The exhibition 100 years Mondrian You should not miss in the Gemeentemuseum if you bring a visit to Zee Zand Zilver.
Zee Zand Zilver is located less than 200 meters from the Gemeentemuseum, the pleasant shopping (De Fred and Aert van der Goes) with more than 100 specialty stores .
To warm up, here some background information about this unique exhibition on Mondrian and De Stijl.
In its great The Discovery of Mondrian exhibition, the museum is taking the unprecedented step of displaying its entire 300-strong collection of Mondrians simultaneously. The show will also include letters, photographs and personal possessions – such as the artist’s record collection– and a life-size reconstruction of Mondrian’s Parisian studio. Visitors to the museum this summer will therefore have the opportunity not only to discover the detailed developments in Mondrian’s work, but also to learn more about this most modern-minded artist of the twentieth century.
Piet Mondriaan (1872-1944) – or Mondrian, as he would later call himself – exhibited a talent for drawing at an early age.

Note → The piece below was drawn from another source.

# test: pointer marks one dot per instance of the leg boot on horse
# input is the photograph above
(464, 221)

After graduating from the Rijksacademie (State Academy of Fine Arts) in Amsterdam in 1895, he quickly made his name as a landscape painter. He spent periods in the country, in Domburg (Zeeland) or Uden (Brabant), where he felt liberated from tradition and able to experiment with a different formal idiom and palette. He painted light-hearted, brilliantly colourful pictures of windmills, apple trees, cathedrals and dune landscapes. But he was constantly in search of a new approach and dreamt of an art appropriate to the modern world of the 20th century.
In 1911, at the age of 39, Mondrian resolved on a radical change of course: giving up his home in Amsterdam, breaking off his engagement and leaving his work with friends, he set off to try his luck in the effervescent art world of Paris. There, he mingled with an international crowd of artists, writers and thinkers who were all searching for a modern, progressive form of art. Encountering the Cubism of Pablo Picasso encouraged him to strike out increasingly in his own direction and to attempt greater abstraction. His aim was to reduce visible reality to its absolute essence: a rhythmic arrangement of planes and colours, horizontals and verticals. The eventual result was his now world-famous style, which gave him the means to represent the energy of modern urban life.
In 1938, faced with the threat of war and Nazi condemnation of his work as entartet (‘degenerate’), Mondrian fled to London. Helped by artists Naum Gabo and Ben Nicholson, he found a flat in Hampstead, which he quickly transformed into a ‘Mondrian style’ living space. The new environment proved inspirational and he worked hard, while simultaneously – as in Amsterdam and Paris – enjoying a busy social life. He regularly went out dancing in jazz clubs with Peggy Guggenheim and Virginia Pevsner and developed a passion for the amusing characters of Walt Disney, who had just issued the first ever full-length animation feature film, Snow White and the Seven Dwarfs. He even sent Disney postcards to his brother, signing them ‘Sleepy’. Although Mondrian was offered opportunities to exhibit in major galleries and led an enjoyable and successful life in London, his growing terror of the Nazis made him flee to New York after just two years in England.
Arriving in New York at the age of 68, Mondrian discovered a new metropolis with brand new music – the Boogie Woogie – and a scintillating nightlife. He thoroughly enjoyed the experience and the new energy it gave him led to his last great masterpiece, Victory Boogie Woogie, which still stood unfinished on his easel when he died in 1944.
The Discovery of Mondrian
The Gemeentemuseum’s Mondrian collection is the biggest in the world. Its over 300 works cover every stage of Mondrian’s amazing career: from the adventurous early landscapes painted in and around Amsterdam and Domburg to the fundamental abstraction he discovered in Laren and Paris, and right on to New York and the discovery of the radical new rhythm that informed his final masterpiece Victory Boogie Woogie (1942-1944). The Discovery of Mondrian will be the first exhibition in the whole history of the museum to include its entire Mondrian collection, including items normally considered too fragile to exhibit or lend for any lengthy period. Director Benno Tempel is looking forward to the unprecedented overview: “When Mondrian died in 1944, the American press wrote that one of the greatest artists of the 20th century had passed away – even though the century was less than half gone. In this exhibition, the public will have an opportunity to discover afresh the genius that was Mondrian”.
In December 2016, Dutch publishing house Hollands Diep has issued a hefty new biography of the artist by Hans Janssen: Piet Mondriaan. Een nieuwe kunst voor een ongekend leven.
And January 2017 will see the appearance of a lavishly illustrated volume published by Waanders and entitled Mondriaan. De man die alles veranderde.